I could not wait to be done with my everyday duties to run home to clean. That’s right, I really couldn’t wait to get home to clean. I don’t usually get that excited about cleaning, but this particular day was different. Some call it domestic bliss, but I’d like to think that it was bigger than that. Growing up, I would always hear my grandmother say “cleanliness is next to godliness”, and my interpretation of that, simply put, was that God would not be pleased if I, or my surroundings, weren’t kept clean.

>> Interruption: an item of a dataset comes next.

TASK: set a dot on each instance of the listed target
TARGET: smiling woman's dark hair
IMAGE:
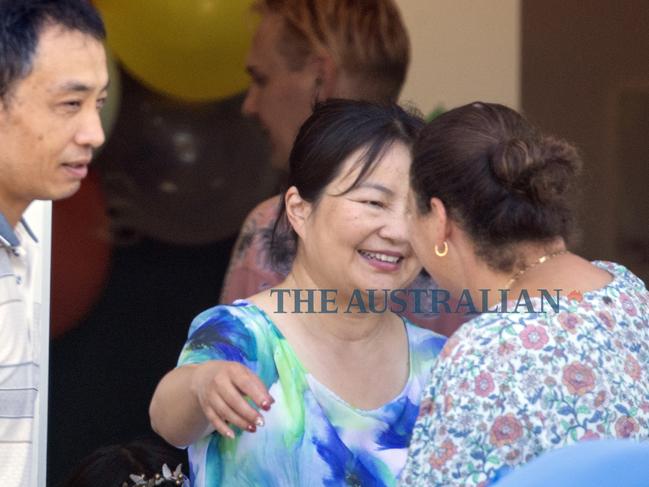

I seemed to have missed the greater significance of my grandmother’s lesson. Havoc seemed to have taken ahold of my house. There was no denying I would have my work cut out for me upon my return. Sure enough, waiting to greet me was a laundry basket full of dirty clothes, a freshly laundered pile on a dining chair, toys on the floor, and filthy dishes on the countertops. The place was one hot mess! Everything sat right where I left them.
Let me be clear; leaving my home in such disarray is not my usual practice, and this organized chaos was no case of negligence. I decided a while back that if I cleaned every single time a space needed cleaning, it would be all that I would do. For some reason, today was different. I was invoked to clean by a more profound, spiritual contemplation. The song “Get Your House in Order” by Dottie Peoples, came to mind, though my impetus to clean was not about religion nor the imminent return of Jesus coming from her plea. Yet, its first two lines: “Get your house in order, do it today…Get your house in order, do it right away” were haunting and petitioned me to attend to the mess that lie before me with unparalleled urgency.
I think that this urgency had more to do with my conscientious effort to adhere to some life goals that included getting my house in order. By “my house”, I’m referring to not just that physical space, but that mental and creative space on which all else is based; that space that allows me to be my best and most authentic self. I’ve been trying in earnest to make sure that more of my energy and attention is focused on those life goals, and aligned with what I say is truly important. Additionally, I’ve had some quiet confirmations on purpose, and an increasingly unapologetic stance about what I believe is the need to have things in order, and not have life haphazardly manage me.
Some of that inspiration came from a Twitter feed, by founder of Urban Cusp, and columnist for Washington Post, Rahiel Tesfamariam. Being that I don’t Tweet often or regularly, it is no coincidence that I encountered this profound deposit. In it, Rahiel emphasized the importance of being prepared, or getting ready, so that when discernment comes and the right people and situations are actually placed in your life, that you’re ready to take action.
So, as I wipe down counters and sweep the corners, I am more mindful that even these mundane tasks have a much more esoteric meaning. As I stand at the kitchen sink, my hands fully immersed in hot, soapy water, scraping hardened cake batter from my youngest daughter’s “kitchen experiment”, I am mindful that this act of cleaning is not so much about cleaning, as it is about “cleansing“. In that space, I am overcome with an uncanny awareness that I am safe, fed, loved, healthy, and steadily moving to be more aligned with what I call Spirit…God.
This quiet “scrubbing” time was what I needed to reflect on stripping away what is no longer needed. This “cleansing” time just felt right! It was part and parcel of the bigger goal of paring down those meaningless assignments and activities that take up far too much of my precious time (Basketball Wives, anyone?).
What I now know is that getting my house in order allows for Life-generating pursuits. Eliminating clutter provides room for internal clarity, which makes discernment less arduous, and lends to a deeper introspection about what needs to be done. It also helps to let go of old “things” that are no longer welcome. Old things only make it more difficult for us to receive new insights about blessings that await.
So, the next time I hear Dottie Peoples crying out for me to get my house in order, I’ll look around and see. Will I have reverted to the disorder that characterized my physical space or will I hold on to this new orderliness? This is the challenge. So…let’s hope I don’t hear that song any time soon!